Le prévenu a pu se tromper ou être déstabilisé sous le feu des questions, mais il n’est pas un menteur, quoi qu’en pensent les enquêteurs qui n’auraient pas pris ses réponses au sérieux.
Quel est le rôle d’un témoin ? Et les six prévenus, témoins dans l’affaire Bommeleeër, ont-ils menti sciemment pour nuire au procès et à la découverte de la vérité ? Le parquet pense depuis plus de onze ans que c’est le cas et a requis des peines de prison de 5 ans à 18 mois de prison à leur encontre. Eux crient «au scandale dans le scandale» par la voie de leurs avocats et réclament «l’acquittement pur et simple» à l’aide de différents moyens, dont l’impossibilité matérielle ou l’irrecevabilité des poursuites, le dépassement du délai raisonnable ou le libellé obscur.
Les prévenus n’acceptent pas d’être présentés comme des menteurs et dénoncent la manière dont ils ont été interrogés lors du procès principal. Un procès bruyant et brouillon, selon les témoins de l’époque, lors duquel des questions «suggestives» et déstabilisantes ont été posées pendant 177 audiences avant que le parquet ne requière la surséance à statuer.
«Il n’a pas laissé la chance aux témoins de révoquer leurs propos. Les témoins se sont trouvés devant le fait accompli», note Me Pierret, l’avocat de Guy Stevens. En outre, «en 65 heures d’auditions, mon client a été entendu sur plein de sujets différents, sauf sur les deux principaux accusés». «Vous ne pouvez pas condamner quelqu’un qui n’a pas été interrogé sur ce pourquoi il a été convoqué», ajoute-t-il.
L’avocat estime que le lien entre les propos de Guy Stebens à la barre du premier procès et les deux prévenus de ce procès est inexistant. Dans cette logique, l’ancien secrétaire général de la police n’a donc pas pu faire de faux témoignage les concernant. Me Everling qui l’assiste, a décortiqué les 17 faits de faux témoignages reprochés à Guy Stebens pour le prouver. L’avocate a regretté que la représentante du parquet n’ait pas davantage étayé son réquisitoire pour permettre à la défense de mieux se préparer.
Une blague à part
Guy Stebens n’aurait pas commis de faux témoignages «sciemment et volontairement» dans l’intention de nuire ou de dissimuler quelque chose. Calepin, missions dangereuses, formations spécifiques pour intégrer la brigade mobile, présence à une réunion avec la justice en 2003, entre autres. Ces éléments n’auraient, selon Me Everling aucun lien avec les deux poseurs de bombes présumés et les infractions qu’ils sont soupçonnés d’avoir commises. «Il n’y a pas le début d’un faux témoignage ou de parjure!», insiste-t-elle. «Où est le préjudice possible?»
Si Guy Stebens revêt depuis deux semaines le costume de prévenu, ce ne serait pas de son fait.
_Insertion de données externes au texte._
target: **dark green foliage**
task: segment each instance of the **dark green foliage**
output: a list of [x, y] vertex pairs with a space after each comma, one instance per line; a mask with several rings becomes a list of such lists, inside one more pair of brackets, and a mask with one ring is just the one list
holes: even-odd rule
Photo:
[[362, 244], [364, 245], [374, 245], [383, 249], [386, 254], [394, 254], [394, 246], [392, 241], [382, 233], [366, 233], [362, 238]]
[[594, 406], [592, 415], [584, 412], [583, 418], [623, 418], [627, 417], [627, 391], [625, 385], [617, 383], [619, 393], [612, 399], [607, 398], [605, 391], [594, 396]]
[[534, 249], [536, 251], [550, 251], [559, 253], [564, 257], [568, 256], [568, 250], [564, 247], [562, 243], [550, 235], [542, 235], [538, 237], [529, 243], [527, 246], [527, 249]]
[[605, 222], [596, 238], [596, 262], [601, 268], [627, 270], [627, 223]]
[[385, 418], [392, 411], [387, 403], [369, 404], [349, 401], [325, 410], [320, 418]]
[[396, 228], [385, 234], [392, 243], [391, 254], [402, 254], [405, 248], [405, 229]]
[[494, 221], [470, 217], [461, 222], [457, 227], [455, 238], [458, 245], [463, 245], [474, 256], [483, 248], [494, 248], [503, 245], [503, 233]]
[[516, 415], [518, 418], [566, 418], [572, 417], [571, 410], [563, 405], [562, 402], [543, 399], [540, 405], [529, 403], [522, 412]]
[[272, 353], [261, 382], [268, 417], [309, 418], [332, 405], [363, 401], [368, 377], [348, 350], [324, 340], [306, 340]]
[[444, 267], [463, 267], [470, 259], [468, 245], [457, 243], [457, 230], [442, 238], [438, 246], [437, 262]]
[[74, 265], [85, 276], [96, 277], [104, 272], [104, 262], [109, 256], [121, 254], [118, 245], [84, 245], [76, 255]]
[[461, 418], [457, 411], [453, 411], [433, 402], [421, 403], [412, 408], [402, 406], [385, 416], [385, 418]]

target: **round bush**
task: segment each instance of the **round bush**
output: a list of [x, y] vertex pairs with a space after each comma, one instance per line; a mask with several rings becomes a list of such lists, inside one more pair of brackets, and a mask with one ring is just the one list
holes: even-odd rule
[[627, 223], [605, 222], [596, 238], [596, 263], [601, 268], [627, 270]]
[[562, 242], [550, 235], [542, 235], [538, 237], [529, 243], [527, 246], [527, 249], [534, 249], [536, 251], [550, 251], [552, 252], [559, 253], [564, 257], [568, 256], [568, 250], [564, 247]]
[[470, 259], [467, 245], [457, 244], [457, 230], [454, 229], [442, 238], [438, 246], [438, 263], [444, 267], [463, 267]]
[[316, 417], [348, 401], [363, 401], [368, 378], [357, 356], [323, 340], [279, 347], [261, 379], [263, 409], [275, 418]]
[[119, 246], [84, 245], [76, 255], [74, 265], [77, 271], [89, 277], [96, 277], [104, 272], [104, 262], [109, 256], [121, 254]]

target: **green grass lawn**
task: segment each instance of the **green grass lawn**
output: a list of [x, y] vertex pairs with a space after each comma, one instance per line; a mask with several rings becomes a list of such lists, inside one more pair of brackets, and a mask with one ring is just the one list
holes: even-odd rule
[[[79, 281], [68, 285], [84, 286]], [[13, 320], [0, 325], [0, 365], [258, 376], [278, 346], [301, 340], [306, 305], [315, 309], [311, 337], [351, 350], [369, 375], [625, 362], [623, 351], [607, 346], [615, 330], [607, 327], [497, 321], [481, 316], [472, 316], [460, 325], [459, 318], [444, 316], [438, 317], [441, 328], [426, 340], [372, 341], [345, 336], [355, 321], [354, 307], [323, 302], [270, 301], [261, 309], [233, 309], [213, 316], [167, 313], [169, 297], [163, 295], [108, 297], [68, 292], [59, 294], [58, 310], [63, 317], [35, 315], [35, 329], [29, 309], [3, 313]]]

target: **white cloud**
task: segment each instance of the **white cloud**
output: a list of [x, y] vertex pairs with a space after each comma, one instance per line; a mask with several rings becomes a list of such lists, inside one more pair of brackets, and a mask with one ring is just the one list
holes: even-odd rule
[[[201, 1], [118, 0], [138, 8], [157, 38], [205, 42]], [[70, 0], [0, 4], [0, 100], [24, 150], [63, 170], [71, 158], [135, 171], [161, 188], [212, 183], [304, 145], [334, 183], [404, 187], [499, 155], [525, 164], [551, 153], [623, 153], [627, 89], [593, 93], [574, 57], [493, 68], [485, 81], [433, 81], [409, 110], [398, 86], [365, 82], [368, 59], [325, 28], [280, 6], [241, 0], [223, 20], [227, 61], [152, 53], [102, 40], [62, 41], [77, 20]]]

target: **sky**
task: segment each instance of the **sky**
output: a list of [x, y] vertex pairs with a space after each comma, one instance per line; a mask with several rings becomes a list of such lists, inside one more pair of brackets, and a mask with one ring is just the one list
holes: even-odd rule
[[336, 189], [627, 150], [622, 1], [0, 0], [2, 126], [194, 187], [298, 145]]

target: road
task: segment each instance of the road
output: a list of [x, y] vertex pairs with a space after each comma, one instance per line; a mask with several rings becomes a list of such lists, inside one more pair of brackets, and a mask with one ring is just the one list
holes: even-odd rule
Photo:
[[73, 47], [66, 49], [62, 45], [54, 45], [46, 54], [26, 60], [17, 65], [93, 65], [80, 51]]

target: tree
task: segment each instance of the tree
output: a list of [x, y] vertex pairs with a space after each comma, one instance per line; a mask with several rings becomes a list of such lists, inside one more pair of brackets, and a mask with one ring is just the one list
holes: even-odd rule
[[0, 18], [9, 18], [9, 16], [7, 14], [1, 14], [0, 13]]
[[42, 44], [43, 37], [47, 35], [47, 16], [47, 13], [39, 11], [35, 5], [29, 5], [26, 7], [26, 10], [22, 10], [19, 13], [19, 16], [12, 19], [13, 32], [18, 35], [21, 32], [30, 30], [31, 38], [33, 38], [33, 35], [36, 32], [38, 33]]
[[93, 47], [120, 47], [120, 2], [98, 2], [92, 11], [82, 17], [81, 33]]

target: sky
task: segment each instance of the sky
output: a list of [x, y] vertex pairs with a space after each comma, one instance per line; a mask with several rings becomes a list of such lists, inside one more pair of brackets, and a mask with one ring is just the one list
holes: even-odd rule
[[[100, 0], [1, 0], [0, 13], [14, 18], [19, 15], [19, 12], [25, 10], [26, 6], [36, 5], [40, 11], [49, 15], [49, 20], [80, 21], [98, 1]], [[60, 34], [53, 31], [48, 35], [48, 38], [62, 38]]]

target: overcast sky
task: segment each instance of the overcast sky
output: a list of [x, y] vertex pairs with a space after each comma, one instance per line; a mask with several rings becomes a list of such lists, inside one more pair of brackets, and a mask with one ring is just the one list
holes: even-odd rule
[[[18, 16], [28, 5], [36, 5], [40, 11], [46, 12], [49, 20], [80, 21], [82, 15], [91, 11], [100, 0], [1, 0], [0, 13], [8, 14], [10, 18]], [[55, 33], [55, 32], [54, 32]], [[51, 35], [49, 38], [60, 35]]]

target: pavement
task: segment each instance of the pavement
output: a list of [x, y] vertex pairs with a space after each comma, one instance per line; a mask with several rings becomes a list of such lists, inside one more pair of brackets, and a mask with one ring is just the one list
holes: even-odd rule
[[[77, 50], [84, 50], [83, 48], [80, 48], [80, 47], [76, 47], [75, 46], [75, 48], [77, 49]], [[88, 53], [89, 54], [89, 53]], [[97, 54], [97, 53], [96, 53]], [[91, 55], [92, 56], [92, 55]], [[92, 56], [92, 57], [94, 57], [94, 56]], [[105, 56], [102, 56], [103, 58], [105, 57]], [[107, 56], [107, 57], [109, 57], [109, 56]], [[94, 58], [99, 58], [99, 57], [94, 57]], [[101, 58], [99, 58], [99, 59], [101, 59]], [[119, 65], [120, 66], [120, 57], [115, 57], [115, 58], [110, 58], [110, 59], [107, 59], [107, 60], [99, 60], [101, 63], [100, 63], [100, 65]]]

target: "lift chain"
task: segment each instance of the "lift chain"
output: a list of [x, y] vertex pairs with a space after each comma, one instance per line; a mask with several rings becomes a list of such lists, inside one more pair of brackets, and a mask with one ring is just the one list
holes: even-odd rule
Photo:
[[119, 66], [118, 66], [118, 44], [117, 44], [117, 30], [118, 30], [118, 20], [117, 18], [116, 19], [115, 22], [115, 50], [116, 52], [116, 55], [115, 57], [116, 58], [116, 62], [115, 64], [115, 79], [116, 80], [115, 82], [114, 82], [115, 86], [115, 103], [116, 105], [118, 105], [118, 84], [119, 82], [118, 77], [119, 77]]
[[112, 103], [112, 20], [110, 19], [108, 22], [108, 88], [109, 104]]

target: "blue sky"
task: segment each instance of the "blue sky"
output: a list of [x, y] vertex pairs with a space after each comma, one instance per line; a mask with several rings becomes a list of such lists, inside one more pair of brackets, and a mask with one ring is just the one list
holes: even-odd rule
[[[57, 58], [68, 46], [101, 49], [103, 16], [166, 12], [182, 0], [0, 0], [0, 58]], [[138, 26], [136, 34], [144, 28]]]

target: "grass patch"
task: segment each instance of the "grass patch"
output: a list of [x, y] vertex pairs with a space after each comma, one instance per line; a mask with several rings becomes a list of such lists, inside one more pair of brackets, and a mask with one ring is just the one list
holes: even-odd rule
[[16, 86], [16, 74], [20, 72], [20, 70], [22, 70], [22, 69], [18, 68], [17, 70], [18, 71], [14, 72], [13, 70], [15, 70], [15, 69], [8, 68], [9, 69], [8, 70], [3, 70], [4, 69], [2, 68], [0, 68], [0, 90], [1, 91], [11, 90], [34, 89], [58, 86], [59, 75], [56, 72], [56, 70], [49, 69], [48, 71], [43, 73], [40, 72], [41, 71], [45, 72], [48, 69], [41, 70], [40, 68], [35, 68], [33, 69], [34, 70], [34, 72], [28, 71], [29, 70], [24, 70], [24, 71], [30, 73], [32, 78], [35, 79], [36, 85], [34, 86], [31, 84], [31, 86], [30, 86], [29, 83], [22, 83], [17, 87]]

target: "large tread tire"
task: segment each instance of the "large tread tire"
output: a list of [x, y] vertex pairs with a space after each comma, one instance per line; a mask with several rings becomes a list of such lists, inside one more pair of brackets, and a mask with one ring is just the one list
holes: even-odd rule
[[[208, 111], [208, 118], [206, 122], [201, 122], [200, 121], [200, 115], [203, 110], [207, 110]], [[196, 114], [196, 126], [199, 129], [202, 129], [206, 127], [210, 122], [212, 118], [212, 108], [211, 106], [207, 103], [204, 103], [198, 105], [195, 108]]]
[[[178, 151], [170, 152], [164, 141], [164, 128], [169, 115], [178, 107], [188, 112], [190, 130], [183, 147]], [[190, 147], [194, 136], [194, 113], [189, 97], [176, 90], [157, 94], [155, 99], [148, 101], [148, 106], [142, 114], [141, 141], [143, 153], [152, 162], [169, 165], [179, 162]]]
Me Pierret enfonce le clou. Il reproche aux deux prévenus du premier procès Bommeleeër d’être responsables de la situation de son client. Et de la leur, pas les prévenus auxquels ils réclament des dommages et intérêts faramineux. «S’ils n’avaient pas posé des bombes, nous ne serions pas ici. Ils se sont rendus coupables avec leur comportement suspect en 2007.»
Une expertise du BKA allemand (le service fédéral de la police allemande dédié à la criminalité) a conclu à la piste de l’« insider ». Au moins un poseur de bombes devait être issu de la brigade mobile de la gendarmerie. L’humour particulier de deux de ses anciens membres leur a valu d’être inculpés notamment de tentative d’assassinat et d’incendie criminel. Le duo n’aurait pas immédiatement pris conscience du sérieux de la situation lors d’auditions dans le cadre de l’enquête et aurait attiré toute l’attention sur lui.
Ajoutez à cela des coïncidences troublantes et vous fabriquez le parfait inculpé : Jos Wilmes construisait des bombes à confetti pendant son temps libre, utilisant des pinces à linge comme dispositif d’allumage, et Marc Scheer manipulait comme personne les minuteurs pour cuire les œufs. Or pinces à linge et minuteurs ont été utilisés lors des fameux attentats.
Comme Mes Assa et Wies lundi et sans doute comme certainement Mes Harpes et Entringer cet après-midi, Me Pierret a joué la carte de la mémoire et de ses différentes facettes, démontrant à son tour qu’elle pouvait parfois être trompeuse – surtout 40 ans après les faits – ou influençable. Elle peut aussi être plus vive qu’il n’y paraît, mais si elle l’avait été, il n’y aurait pas eu de procès bis.